Au lendemain de cette rencontre fondatrice, l’Initiative de Femmes contre la Dette et les Mesures d’Austérité organisa à Thessalonique un grand meeting international. Ici, la façon de faire et l’expérience étaient assez différentes. Bien préparé par des interventions des militantes de l’Initiative expliquant les tenants et les aboutissants de ce meeting dans des espaces du centre ville mais aussi dans des écoles, des hôpitaux et des entreprises, cet évènement a rassemblé 300 hommes et femmes, surtout des syndicalistes et des représentant-e-s des mouvements sociaux. Après avoir écouté les trois oratrices, la députée indépendante Sofia Sakorafa, exclue du Pasok après son refus de voter les mesures d’austérité prévues par le Mémorandum, la brésilienne Maria Lucia Fattorelli, protagoniste des audits de la dette de l’Equateur et du Brésil et Voula Taki, co-fondatrice de l’Initiative des Femmes contre la Dette de Thessalonique, les participant-e-s ont alimenté un débat de grande qualité et de haute créativité.

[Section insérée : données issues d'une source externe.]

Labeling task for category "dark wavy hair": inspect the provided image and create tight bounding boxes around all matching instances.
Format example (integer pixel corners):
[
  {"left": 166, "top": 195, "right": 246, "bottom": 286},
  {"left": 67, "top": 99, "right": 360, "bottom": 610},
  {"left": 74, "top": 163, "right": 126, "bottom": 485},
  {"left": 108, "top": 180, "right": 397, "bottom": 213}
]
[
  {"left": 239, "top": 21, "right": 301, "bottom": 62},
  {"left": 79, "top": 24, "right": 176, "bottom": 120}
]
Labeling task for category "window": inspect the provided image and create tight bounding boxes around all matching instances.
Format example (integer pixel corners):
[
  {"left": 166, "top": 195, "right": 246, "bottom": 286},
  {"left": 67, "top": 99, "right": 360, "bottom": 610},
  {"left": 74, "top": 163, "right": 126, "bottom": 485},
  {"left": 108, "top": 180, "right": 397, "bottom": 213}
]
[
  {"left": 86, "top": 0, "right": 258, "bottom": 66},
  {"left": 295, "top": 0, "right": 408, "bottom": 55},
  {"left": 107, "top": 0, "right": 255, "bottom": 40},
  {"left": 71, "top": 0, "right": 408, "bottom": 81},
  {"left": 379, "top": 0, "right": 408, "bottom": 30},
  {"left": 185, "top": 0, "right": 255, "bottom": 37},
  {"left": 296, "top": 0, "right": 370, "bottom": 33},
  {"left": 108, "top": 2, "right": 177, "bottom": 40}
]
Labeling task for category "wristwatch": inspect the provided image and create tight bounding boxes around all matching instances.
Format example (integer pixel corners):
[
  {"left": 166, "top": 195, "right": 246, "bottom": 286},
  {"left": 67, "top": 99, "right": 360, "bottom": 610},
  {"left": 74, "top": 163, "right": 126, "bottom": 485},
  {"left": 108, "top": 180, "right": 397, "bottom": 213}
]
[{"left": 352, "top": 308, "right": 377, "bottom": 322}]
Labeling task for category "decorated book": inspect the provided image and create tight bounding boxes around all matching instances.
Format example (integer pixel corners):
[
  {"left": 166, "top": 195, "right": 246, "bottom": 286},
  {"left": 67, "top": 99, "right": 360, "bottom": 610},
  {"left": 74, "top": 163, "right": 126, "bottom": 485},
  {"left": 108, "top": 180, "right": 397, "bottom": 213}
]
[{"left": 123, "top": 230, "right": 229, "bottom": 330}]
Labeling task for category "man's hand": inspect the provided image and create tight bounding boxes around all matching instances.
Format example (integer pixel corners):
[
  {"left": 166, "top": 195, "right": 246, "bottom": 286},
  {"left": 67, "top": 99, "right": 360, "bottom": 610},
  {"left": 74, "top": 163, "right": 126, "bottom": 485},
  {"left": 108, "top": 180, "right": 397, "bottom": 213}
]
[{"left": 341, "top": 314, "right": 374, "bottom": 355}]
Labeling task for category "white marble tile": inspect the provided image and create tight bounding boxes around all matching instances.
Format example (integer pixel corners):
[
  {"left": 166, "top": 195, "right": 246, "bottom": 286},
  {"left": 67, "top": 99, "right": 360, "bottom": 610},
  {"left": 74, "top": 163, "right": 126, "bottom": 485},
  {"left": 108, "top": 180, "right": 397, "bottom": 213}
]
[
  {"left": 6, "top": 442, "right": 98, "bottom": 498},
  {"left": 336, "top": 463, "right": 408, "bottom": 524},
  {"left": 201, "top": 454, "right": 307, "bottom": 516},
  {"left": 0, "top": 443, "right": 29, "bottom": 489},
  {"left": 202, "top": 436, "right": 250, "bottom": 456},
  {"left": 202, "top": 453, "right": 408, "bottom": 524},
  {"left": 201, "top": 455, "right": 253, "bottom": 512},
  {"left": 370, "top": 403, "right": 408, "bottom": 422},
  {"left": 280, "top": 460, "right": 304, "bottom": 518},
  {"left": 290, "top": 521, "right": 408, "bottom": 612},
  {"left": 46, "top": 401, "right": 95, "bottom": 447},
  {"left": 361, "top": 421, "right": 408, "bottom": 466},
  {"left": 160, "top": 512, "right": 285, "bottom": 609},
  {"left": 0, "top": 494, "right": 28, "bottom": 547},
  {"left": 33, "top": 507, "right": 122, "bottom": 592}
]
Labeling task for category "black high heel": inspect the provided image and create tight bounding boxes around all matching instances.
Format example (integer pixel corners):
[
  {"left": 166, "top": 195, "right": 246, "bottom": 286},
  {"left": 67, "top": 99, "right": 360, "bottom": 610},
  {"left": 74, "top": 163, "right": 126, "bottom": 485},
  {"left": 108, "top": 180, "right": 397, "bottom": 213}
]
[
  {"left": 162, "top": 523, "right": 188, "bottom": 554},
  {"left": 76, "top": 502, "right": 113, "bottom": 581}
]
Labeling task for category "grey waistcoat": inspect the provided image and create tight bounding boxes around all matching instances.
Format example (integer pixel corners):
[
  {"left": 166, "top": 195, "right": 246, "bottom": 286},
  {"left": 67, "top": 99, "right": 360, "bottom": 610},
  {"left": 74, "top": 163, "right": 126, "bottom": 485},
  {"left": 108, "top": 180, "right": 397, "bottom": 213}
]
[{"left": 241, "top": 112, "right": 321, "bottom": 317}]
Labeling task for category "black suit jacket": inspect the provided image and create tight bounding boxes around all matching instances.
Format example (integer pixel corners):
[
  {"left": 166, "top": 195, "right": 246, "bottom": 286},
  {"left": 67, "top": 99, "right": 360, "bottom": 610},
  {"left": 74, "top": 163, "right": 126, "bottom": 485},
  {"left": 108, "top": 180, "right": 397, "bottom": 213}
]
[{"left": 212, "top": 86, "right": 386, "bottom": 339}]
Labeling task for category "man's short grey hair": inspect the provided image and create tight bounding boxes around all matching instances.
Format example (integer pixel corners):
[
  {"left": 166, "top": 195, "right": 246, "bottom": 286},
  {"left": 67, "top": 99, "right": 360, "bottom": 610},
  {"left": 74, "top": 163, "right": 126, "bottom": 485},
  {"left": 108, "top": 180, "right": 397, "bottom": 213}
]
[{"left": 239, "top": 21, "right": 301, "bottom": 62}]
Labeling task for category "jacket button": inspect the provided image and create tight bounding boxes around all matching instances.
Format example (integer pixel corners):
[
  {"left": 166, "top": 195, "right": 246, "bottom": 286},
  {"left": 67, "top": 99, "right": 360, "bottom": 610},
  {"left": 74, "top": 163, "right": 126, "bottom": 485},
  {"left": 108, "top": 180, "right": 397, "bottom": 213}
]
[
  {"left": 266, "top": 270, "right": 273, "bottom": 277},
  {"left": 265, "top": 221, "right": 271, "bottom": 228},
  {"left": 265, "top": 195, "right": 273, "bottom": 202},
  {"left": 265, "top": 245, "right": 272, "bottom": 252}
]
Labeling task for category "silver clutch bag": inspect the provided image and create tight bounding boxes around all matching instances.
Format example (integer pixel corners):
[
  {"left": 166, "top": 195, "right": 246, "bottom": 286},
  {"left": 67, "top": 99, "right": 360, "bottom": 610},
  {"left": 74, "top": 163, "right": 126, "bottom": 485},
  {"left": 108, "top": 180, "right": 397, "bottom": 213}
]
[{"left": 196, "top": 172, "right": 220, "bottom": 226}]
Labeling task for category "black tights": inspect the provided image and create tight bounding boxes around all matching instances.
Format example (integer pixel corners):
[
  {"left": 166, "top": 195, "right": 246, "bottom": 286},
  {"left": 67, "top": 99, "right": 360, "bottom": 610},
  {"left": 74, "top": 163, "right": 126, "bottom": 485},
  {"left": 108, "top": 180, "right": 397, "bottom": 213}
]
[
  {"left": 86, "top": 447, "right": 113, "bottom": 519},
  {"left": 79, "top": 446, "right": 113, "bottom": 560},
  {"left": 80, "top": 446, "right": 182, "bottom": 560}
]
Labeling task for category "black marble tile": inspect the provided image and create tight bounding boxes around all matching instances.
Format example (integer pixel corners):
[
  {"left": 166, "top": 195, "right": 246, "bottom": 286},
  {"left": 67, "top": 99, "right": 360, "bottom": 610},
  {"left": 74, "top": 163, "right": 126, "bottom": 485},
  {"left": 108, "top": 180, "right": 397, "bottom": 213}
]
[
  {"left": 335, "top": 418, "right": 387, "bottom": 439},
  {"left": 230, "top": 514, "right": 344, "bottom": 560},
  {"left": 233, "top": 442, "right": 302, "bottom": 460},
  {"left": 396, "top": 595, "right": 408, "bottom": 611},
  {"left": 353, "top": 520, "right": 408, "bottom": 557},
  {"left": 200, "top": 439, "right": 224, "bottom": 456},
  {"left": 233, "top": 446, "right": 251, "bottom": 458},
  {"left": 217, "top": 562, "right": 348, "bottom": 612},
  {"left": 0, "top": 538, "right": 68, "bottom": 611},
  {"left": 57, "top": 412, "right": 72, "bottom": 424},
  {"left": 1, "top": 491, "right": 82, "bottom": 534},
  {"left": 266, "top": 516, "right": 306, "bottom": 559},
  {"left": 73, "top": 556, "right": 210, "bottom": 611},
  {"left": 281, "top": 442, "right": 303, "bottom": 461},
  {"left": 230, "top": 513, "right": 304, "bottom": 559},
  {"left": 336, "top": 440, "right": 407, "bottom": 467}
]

Les femmes étant les premières touchées par la crise actuelle, ce n’est pas un hasard si le premier mouvement authentique de base contre la dette publique grecque émergea sous leur impulsion ! Bien qu’encore à ses débuts, l’Initiative des Femmes contre la Dette et les Mesures d’Austérité montre que le combat contre la dette est non seulement possible mais qu’il peut aussi inspirer des franges de l’avant-garde sociale, sinon des gens sans expérience militante. De plus, elle montre que l’unité la plus large n’est contraire ni à la radicalité ni à l’internationalisme en actes. Tout permet de laisser présager que la suite de cette expérience pionnière s’annonce fort intéressante car utile pour toutes les résistances au néolibéralisme tant en Grèce que partout ailleurs en Europe et dans le monde…


[1|1| K. Kouneva, immigrée bulgare en Grèce, était dirigeante du syndicat très combatif des nettoyeuses de la région d’Athènes lorsqu’elle fut victime d’une tentative d’assassinat au vitriol orchestrée probablement par le patronat, en décembre 2009 (les auteurs de cet acte odieux restent toujours introuvables !). Défigurée et sa vie ayant été solidement mise en danger, K. Kouneva commence à peine à se rétablir quelque peu après avoir subi des dizaines d’opérations.